Candee v. Citizens' Insurance Co.

4 F. 143 | U.S. Circuit Court for the District of Connecticut | 1880

SiiipMan, D. J.,

This is a motion for a new trial of an action at law upon an insurance policy. The case was tried *144to the jury and a verdict was directed for the plaintiff. As the questions which are actually presented in the bill of exceptions are neither novel nor intricate, it is not necessary, in my judgment, to consider them at length. The questions are fourfold. >

1. Was evidence admissible to show an oral promise or agreement, alleged to have been made by the plaintiff prior to the issuing of the policy and not inserted therein, that upon the future happening óf a certain event the policy should become void ? The policy was issued in accordance with the permission and authority conferred by the defendant. There was no mistake in its terms, which were clear and definite. The defendant did not intend to insert the oral condition in the policy. The policy did contain numerous express conditions, upon the happening of which it should become void. The decision in Insurance Company v. Mowry, 96 U. S. 544, is decisive upon the point.

2. Was evidence admissible of an alleged custom of insurance companies, alleged to have been known to the agent of the plaintiff, that upon the happining of a future event the policy should become void, which condition was not inserted among the numerous,* detailed, and clearly-expressed conditions subsequent to the policy. This unexpressed condition was, in my opinion, inconsistent with the written terms of the contract, and was excluded therefrom by necessary implication, for the policy apparently fully expresses the terms upon which it was issued, and the conditions upon which it was to become void. It is not admissible to add to the carefully-drawn and accurately-defined provisions of an express contract, like an insurance policy, a new stipulation contained in an unexpressed custom. Partridge v. Ins. Co. 15 Wall. 573; Oelricks v. Ford, 23 How. 49.

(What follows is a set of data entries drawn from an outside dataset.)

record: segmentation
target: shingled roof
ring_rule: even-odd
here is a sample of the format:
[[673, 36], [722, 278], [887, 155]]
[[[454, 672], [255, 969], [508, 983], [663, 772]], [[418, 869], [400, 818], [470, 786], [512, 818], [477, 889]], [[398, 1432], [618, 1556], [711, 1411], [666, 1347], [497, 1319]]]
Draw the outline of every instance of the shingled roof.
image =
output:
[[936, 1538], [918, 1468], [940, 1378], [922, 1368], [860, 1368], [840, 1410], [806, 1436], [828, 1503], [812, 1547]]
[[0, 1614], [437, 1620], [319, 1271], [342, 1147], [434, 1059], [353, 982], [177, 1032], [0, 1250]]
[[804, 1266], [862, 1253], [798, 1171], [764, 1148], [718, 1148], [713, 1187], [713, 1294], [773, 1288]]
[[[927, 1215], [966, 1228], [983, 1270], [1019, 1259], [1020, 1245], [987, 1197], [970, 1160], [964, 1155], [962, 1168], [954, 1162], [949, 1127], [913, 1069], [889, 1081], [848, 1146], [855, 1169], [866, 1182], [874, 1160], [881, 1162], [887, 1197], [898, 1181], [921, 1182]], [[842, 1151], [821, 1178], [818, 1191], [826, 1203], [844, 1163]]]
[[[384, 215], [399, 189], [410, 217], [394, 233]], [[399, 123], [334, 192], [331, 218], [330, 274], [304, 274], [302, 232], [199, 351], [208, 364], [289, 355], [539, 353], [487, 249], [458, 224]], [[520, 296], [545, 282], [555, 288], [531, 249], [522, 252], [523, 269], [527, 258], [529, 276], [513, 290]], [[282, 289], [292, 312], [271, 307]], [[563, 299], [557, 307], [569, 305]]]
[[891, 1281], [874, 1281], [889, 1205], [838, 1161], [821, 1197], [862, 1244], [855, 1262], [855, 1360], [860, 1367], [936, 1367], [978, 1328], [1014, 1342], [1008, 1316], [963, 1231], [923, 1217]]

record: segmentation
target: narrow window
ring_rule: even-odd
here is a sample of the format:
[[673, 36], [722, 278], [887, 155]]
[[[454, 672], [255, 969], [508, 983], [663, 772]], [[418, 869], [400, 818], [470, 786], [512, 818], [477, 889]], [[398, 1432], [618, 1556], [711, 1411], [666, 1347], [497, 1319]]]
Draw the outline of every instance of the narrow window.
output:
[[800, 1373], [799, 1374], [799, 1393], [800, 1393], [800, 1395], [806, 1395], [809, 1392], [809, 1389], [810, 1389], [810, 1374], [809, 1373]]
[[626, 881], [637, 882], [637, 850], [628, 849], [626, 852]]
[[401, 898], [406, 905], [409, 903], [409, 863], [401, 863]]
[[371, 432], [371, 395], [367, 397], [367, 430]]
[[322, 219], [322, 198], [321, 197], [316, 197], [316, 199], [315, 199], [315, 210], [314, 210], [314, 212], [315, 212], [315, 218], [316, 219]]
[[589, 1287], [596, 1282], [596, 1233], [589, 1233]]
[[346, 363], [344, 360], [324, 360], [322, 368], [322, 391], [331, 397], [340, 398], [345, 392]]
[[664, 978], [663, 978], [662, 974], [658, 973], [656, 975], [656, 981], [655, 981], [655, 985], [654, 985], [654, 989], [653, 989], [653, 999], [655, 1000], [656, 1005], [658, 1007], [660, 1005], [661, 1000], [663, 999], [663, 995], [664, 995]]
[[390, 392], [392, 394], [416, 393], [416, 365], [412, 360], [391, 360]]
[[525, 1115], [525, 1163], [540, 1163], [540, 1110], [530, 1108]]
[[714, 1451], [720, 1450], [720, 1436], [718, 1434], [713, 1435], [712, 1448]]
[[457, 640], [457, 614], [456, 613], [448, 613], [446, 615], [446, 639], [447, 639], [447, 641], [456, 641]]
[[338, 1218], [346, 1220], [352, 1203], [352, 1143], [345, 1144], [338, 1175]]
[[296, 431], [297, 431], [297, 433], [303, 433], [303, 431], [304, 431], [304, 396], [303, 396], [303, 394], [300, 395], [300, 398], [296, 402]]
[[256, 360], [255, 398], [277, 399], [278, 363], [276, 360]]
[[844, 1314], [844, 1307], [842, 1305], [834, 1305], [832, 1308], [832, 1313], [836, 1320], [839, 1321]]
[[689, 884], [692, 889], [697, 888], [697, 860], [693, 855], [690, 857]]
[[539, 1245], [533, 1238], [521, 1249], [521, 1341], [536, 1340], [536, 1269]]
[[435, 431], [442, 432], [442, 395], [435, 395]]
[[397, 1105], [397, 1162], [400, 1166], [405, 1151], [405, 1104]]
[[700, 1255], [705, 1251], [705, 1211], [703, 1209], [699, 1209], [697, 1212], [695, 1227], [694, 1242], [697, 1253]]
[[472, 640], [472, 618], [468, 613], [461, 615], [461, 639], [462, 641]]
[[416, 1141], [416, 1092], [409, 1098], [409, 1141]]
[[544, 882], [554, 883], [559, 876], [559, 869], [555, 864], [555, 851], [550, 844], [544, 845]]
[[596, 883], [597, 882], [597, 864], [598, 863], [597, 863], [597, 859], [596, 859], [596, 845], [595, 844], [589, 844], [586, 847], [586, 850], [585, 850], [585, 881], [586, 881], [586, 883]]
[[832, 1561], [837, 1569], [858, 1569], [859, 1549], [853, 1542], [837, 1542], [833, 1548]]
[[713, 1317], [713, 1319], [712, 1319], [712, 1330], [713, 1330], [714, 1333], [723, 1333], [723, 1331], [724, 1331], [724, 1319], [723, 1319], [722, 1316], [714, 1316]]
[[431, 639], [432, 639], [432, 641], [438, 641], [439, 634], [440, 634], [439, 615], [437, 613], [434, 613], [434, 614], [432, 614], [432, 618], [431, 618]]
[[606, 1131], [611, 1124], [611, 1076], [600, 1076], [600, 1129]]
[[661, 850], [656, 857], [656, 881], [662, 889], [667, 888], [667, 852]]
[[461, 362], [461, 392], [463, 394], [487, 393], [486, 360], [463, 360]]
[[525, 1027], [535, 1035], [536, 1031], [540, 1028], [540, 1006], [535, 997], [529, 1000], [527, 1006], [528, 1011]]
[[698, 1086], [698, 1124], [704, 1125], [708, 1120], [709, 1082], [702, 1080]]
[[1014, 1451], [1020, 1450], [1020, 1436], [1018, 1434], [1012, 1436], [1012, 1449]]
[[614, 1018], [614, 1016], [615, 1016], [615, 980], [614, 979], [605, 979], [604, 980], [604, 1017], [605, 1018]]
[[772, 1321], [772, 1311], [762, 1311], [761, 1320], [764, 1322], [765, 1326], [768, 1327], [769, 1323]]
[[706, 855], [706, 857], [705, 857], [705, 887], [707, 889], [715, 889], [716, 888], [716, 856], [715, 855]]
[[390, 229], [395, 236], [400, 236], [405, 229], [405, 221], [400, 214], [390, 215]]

3. Should the question of termination by mutual consent have been submited to the jury ? It is not necessary to consider whether this defence was set up in the notice, for the evidence of termination by consent was so scanty that there was no real question to submit. Pleasants v. Fant, 22 Wall. 116; Commissioners v. Clark, 94 U. S. 278.

*1454. Nothing need be said in regard to cancellation, because, upon the defendant’s testimony, the policy never was can-celled, even under the usages of insurance companies and agents in the city of New York.

The motion for a new trial is denied, and stay of execution is removed.